Feed Me
Our first frost should come any time now, and I want to have warning of it so we can rescue our tomatoes. Well, I have a link to the NWS Area Forecast Discussion in my bookmarks which I try to read every day, but some days I forget. What I need is a feed. But as far as I can tell only Honolulu is cool enough to get a feed for AFDs. Weird. So what I needed was to create a feed from an existing web page.
I thought I would find a website that offers a service like this but I didn’t (in a few short minutes of searching). I found websites that came halfway, but they were very complicated to set up and/or they didn’t display the body of the page, only a link. The whole point is that I want to read it in my feed reader!
So I whipped up this Ruby code (standard libs only, no gems required):
#! /usr/bin/ruby
require 'erb'
require 'open-uri'
require 'ostruct'
# configuration
channel = OpenStruct.new(:url => "http://www.srh.noaa.gov/data/EPZ/AFDEPZ",
:title => "EPZAFD",
:description => "National Weather Service Area Forecast Discussion, El Paso TX/Santa Teresa NM")
item = OpenStruct.new(:url => channel.url,
:title => "Area Forecast Discussion",
:date => Time.now)
# fetch the page
afd = open(item.url)
item.date = afd.last_modified unless afd.last_modified.nil?

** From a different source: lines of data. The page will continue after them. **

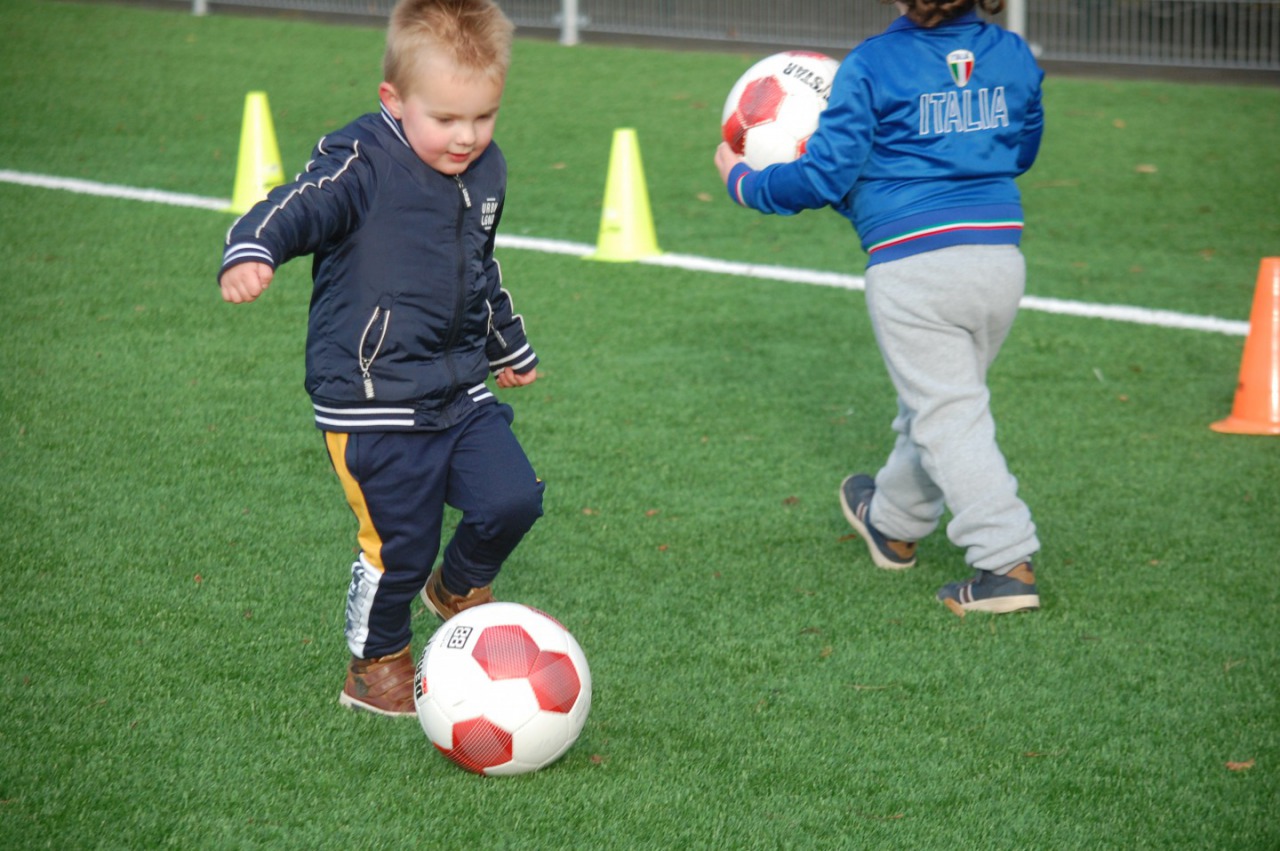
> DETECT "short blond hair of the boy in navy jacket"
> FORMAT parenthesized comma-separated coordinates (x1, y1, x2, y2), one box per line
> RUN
(383, 0, 516, 92)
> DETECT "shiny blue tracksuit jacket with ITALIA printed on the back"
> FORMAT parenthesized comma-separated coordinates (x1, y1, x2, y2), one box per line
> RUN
(728, 12, 1044, 265)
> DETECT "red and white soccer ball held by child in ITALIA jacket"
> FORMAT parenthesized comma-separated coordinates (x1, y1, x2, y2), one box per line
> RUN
(721, 50, 840, 169)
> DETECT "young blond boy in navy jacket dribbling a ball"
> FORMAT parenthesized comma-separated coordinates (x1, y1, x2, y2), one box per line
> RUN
(219, 0, 543, 717)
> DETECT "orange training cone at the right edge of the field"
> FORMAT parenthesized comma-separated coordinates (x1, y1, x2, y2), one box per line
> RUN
(1210, 257, 1280, 434)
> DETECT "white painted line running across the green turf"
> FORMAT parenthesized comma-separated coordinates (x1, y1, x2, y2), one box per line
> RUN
(0, 169, 1249, 337)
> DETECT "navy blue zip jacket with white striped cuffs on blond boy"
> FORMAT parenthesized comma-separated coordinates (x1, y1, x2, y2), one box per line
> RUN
(221, 109, 538, 431)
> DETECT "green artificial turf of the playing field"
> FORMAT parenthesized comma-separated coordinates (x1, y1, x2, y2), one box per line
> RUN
(0, 0, 1280, 850)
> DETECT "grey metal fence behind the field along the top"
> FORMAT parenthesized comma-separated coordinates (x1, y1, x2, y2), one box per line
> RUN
(189, 0, 1280, 72)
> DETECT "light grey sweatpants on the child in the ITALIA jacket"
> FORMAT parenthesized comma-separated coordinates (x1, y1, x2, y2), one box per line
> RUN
(867, 246, 1039, 573)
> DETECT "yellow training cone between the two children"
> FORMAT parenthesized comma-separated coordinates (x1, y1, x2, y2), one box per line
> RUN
(586, 128, 662, 262)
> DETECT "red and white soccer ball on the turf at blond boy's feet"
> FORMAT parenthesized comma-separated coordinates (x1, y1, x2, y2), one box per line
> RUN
(413, 603, 591, 775)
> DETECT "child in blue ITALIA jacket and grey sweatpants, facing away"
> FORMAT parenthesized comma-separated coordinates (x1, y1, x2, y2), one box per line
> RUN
(716, 0, 1043, 616)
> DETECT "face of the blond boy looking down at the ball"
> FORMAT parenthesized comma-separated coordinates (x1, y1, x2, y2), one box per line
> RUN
(378, 56, 503, 174)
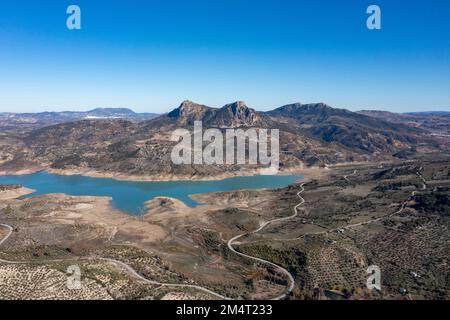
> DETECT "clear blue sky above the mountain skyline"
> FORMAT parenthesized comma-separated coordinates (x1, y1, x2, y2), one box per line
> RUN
(0, 0, 450, 112)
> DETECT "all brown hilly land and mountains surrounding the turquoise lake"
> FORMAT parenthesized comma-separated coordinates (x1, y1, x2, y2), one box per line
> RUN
(0, 101, 450, 300)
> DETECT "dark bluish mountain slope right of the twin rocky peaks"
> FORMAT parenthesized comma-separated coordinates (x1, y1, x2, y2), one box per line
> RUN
(266, 103, 433, 154)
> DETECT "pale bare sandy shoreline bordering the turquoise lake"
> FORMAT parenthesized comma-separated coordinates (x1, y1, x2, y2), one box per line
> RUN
(0, 168, 328, 240)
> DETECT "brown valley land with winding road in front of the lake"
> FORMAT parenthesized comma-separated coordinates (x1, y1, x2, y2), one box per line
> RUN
(0, 161, 450, 299)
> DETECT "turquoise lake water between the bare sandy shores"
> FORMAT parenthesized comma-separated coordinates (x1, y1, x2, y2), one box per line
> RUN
(0, 172, 302, 215)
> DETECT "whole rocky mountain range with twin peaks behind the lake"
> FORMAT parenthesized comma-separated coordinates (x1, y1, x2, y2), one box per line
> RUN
(0, 101, 443, 178)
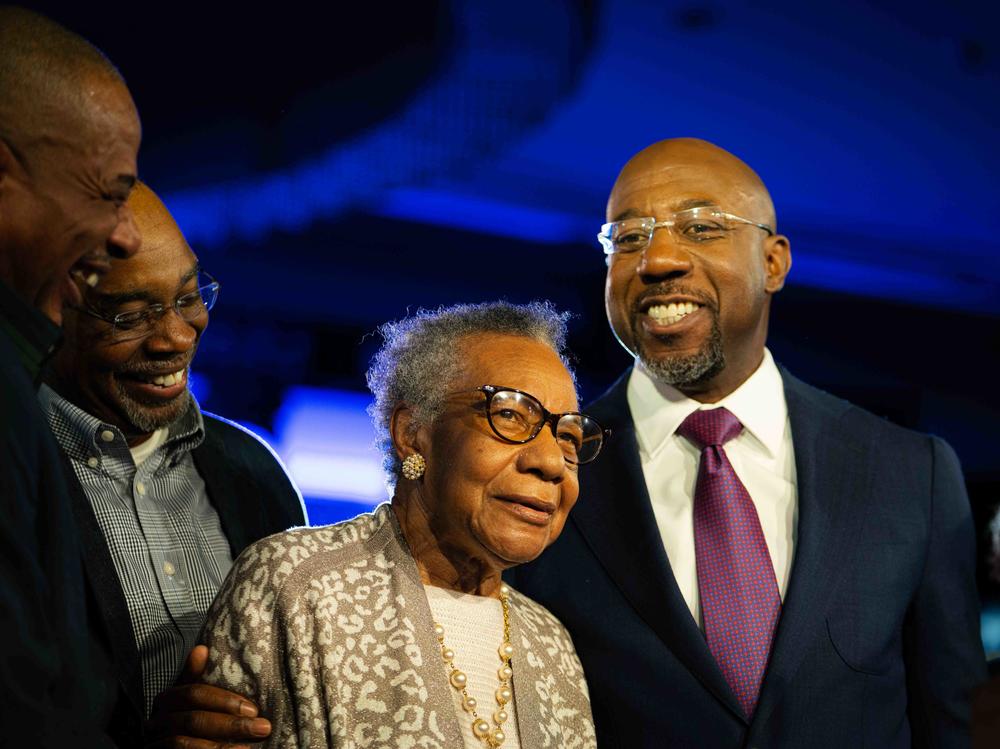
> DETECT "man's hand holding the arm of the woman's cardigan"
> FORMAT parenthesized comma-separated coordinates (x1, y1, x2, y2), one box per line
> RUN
(146, 645, 271, 749)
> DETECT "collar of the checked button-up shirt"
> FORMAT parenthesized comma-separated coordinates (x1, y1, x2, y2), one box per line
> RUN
(38, 384, 205, 460)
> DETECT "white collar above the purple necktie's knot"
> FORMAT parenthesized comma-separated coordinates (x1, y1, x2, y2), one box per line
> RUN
(627, 348, 788, 457)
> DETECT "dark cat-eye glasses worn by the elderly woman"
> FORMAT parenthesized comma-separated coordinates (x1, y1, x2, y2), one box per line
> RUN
(477, 385, 611, 465)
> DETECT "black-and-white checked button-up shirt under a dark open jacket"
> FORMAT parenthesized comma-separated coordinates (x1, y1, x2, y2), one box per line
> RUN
(39, 385, 233, 716)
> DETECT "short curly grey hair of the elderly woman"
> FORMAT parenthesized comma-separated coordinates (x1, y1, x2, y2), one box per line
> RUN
(367, 301, 573, 490)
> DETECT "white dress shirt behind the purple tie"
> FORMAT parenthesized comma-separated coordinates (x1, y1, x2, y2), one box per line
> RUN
(627, 349, 798, 626)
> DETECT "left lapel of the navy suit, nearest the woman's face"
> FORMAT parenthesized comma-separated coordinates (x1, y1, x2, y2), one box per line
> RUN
(570, 372, 743, 718)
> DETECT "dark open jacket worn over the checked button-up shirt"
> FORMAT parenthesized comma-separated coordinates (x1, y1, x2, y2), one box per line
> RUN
(66, 413, 305, 747)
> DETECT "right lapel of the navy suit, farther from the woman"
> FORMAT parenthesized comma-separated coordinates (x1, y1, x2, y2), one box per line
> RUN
(750, 369, 872, 741)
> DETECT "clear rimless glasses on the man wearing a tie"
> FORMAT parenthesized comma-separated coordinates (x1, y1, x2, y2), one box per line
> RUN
(597, 206, 774, 255)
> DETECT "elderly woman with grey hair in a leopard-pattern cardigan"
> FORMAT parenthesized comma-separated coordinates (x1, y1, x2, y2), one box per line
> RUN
(205, 302, 604, 749)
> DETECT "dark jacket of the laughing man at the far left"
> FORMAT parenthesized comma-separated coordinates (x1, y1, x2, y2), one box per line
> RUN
(0, 284, 113, 749)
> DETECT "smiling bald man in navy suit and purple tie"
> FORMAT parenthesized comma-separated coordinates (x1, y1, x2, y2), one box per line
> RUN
(512, 139, 985, 749)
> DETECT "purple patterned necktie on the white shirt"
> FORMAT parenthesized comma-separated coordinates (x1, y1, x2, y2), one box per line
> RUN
(677, 408, 781, 719)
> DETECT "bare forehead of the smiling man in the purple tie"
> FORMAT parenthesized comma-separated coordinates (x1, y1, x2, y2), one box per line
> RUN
(607, 152, 773, 222)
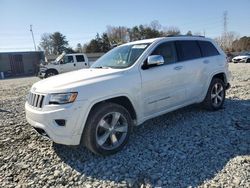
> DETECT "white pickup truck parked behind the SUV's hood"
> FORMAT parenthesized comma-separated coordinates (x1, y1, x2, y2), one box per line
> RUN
(38, 53, 89, 78)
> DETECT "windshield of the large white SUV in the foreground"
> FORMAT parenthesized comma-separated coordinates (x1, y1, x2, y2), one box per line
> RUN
(91, 43, 149, 69)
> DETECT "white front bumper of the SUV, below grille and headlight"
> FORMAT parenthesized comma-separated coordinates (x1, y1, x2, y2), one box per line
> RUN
(25, 102, 84, 145)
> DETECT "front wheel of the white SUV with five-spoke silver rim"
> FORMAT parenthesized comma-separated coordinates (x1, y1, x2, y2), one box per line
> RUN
(81, 103, 132, 156)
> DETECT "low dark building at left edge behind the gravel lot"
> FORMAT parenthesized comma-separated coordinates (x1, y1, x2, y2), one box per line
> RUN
(0, 51, 45, 77)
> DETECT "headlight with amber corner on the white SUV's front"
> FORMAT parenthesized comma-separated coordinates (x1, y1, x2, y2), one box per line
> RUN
(49, 92, 78, 104)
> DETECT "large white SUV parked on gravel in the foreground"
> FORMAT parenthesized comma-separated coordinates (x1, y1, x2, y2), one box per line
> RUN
(25, 36, 230, 155)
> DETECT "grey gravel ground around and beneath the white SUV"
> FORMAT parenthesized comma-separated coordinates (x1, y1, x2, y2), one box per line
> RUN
(0, 64, 250, 188)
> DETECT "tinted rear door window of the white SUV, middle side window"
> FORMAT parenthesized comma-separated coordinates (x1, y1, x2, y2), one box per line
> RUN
(176, 40, 201, 61)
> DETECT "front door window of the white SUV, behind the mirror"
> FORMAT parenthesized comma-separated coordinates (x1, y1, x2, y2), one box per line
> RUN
(151, 42, 176, 64)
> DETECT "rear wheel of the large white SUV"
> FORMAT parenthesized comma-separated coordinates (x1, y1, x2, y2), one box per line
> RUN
(203, 78, 226, 111)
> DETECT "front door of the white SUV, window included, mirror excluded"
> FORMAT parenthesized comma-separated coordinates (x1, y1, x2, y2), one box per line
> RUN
(141, 42, 185, 117)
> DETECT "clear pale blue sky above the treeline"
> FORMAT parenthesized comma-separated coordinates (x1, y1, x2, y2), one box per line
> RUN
(0, 0, 250, 52)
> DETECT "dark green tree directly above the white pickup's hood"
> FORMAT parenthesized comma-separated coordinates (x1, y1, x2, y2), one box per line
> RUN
(50, 32, 68, 55)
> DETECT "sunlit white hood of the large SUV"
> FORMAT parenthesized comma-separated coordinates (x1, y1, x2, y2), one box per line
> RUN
(31, 68, 124, 93)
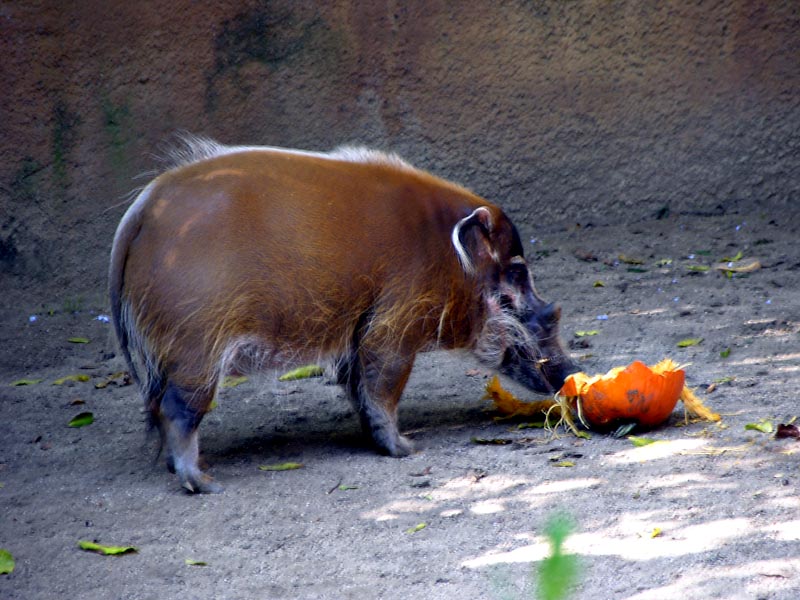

item.body = "<pre>" + afd.read + "</pre>"
# emit
include ERB::Util
template = ERB.new <<EOF
Content-Type: application/rss+xml
<?xml version="1.0"?>
<rss version="2.0">
<channel>
<title><%= h channel.title %></title>
<link><%= h channel.url %></link>
<description><%= h channel.description %></description>
<lastBuildDate><%= h Time.now.rfc822 %></lastBuildDate>
<generator>feedme</generator>
<item>
<title><%= h item.title %></title>
<description><%= h item.body %></description>
<pubDate><%= h item.date.rfc822 %></pubDate>
<guid><%= h "#{channel.url}?date=#{item.date.iso8601}" %></guid>
</item>
</channel>
</rss>
EOF
puts template.result(binding)
Nothing overly fancy here. I use open-uri to fetch the page, extract the Last-Modified header (if it exists) and shoehorn it into an ERB template for the RSS.
In this case I just made it executable and slapped a Content-Header before the output and call it as a CGI. You could just as well run a cron job to update a file on disk (In which case remove the Content-Header from the template).
Once I found the pure text version of the AFD, it was just a matter of slapping it between <pre> tags, but if you had some actual screen scraping to do you might want to look at Hpricot which makes that really easy. In particular, I could have used the URL http://www.crh.noaa.gov/product.php?site=NWS&issuedby=EPZ&product=AFD&format=txt&version=1&glossary=1 and done
...
require 'hpricot'
...
item.body = (doc/"#content").to_html
which is in fact how I started out. But this page doesn’t have a Last-Modified header which means my feed reader would always show it as a new item (every time the cron job updated, or every time I hit the CGI script, either way). Luckily I found the text-only URL that doesn’t have this problem.